CAAF: Morning coffee
• Bookslut pushes the poetry of Philip Whalen. In addition to those links, you can read some of Whalen’s poetry as well as explore other writings and biographia.
• Joan Didion, short and long.
• “Read this and never come back”: Marginalia of a county jail library. The jail is located in Dade County, Wisconsin, so Madison-ish. Here is the library’s “Most Wanted” list (jail humor!), and you can help with a book or two. (Via The Dizzies.)
• Speaking of breaking the law, one of the best news stories to emerge from Asheville in recent weeks was the arrest of (alleged) moonshine king Marvin “Popcorn” Sutton. The ATF has shut down quite a few moonshiners in the area in the past year; I don’t know the reason for the stepped-up policing, but it certainly invites some investigative reportage beyond “boy, it sure is harder to procure moonshine lately”. As Mountain Xpress notes, Popcorn once authored a book called Me and My Likker, which may have, you know, helped tip off authorities. The book’s out of print now so it’s impossible to verify the rumor that it included a fold-out map with the sites of Popcorn’s stills marked with big black “x”s.
CAAF: Everyone’s a critic
Over the weekend both our cars were broken into. Nothing too serious, just a change box and the handful of CDs in the carrier — all the CDs, that is, except for one, which pointedly got left behind on the driver’s seat: My copy of Nilsson Schmilsson.
I love the record, Lowell hates it, and we’ve bickered about it a kazillion times the way you do when you’re married and go everywhere together and are appalled by what the other one wants to play on the stereo on the way there. You can tell Lowell feels super-vindicated that the car burglar took his side.
CAAF: Post-mortem
What a relief, The Return of Jezebel James has been cancelled. Out of loyalty to Amy Sherman-Palladino I watched the first two weeks and would have continued to watch — but it was painful. About five minutes in to the first episode it was clear the show was a bust, and after that it was just like sitting vigil. It felt like, if you had a friend who rammed her ship into an iceberg and everyone knows the boat’s sinking but you kind of owe it to her to stay on board anyway and drink with her until the whole thing goes down. Or something like that. It was bad.
So that laugh track was an abomination before God, but what else went wrong (I ask ye, the other four people who watched the show)?
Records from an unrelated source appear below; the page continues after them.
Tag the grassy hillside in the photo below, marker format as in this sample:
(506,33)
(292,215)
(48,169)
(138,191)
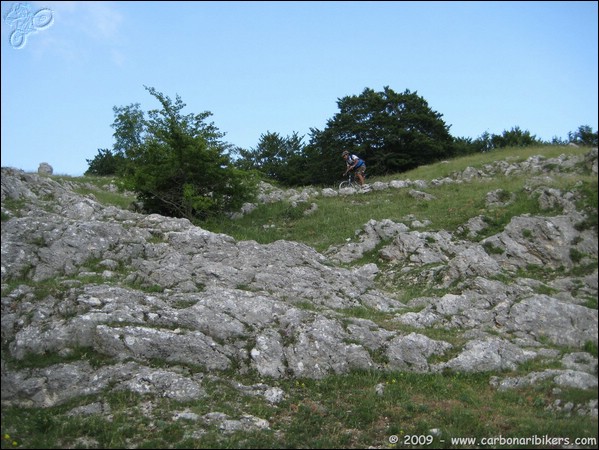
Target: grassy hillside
(370,409)
(338,218)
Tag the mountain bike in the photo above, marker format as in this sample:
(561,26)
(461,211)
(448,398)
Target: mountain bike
(351,181)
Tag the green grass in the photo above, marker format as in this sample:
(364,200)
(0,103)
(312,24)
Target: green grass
(339,411)
(338,218)
(335,412)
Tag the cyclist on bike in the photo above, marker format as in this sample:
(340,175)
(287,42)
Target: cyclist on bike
(356,164)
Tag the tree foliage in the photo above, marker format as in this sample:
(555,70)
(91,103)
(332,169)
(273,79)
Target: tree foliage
(584,136)
(393,132)
(175,163)
(275,157)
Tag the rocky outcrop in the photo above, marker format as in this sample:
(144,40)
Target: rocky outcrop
(138,288)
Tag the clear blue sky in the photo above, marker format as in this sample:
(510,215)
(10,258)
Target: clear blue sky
(282,66)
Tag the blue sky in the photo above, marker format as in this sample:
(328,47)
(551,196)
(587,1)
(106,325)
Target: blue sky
(282,66)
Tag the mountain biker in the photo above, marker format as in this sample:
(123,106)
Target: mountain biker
(356,164)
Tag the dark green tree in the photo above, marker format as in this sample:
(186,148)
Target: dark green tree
(393,132)
(177,164)
(275,157)
(584,136)
(514,138)
(105,163)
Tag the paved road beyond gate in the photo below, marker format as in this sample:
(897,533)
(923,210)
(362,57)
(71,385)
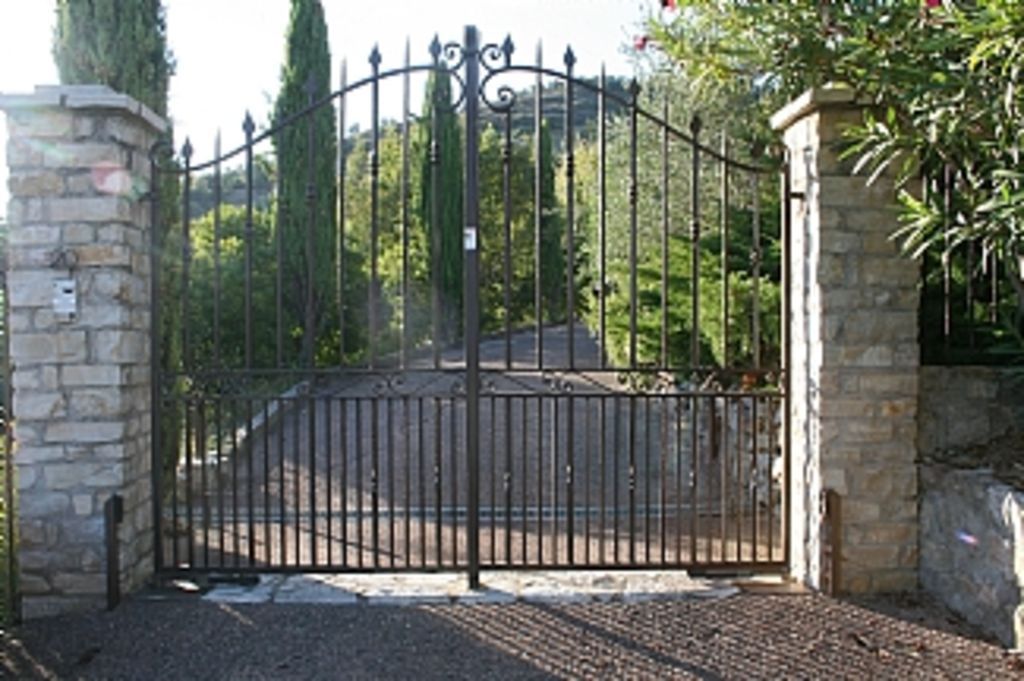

For me, Parker Posey seemed overly vague and drifting in her role, like she never clued in that she was a lead and had to hold the center down. Instead she played her part like a satellite character: A two-note sidekick.
And then, I think, part of the fault must lie with how her character was written, with scavenged Frankenstein-ish pieces of Lorelai Gilmore (e.g., the compulsive list-making, the fascination with girlie monstrosities like Hello Kitty) stapled on here and there, which made for an incoherent whole — again, at least as Posey played it. I hate to say this because I adore her, but these tics felt less like a return of beloved tropes, than a failure of imagination on ASP’s part*. She writes so well about neurotic, complicated, high-strung women, but I want her to push on.
* I felt the same way when Anna and April, Luke’s ex-girlfriend and daughter, were introducted in GG Season 6 — Anna with her fast-talking and her quirks, April as a bookish brainiac — and it was all a little too mirror, mirror on the wall to the Lorelai-Rory houseold.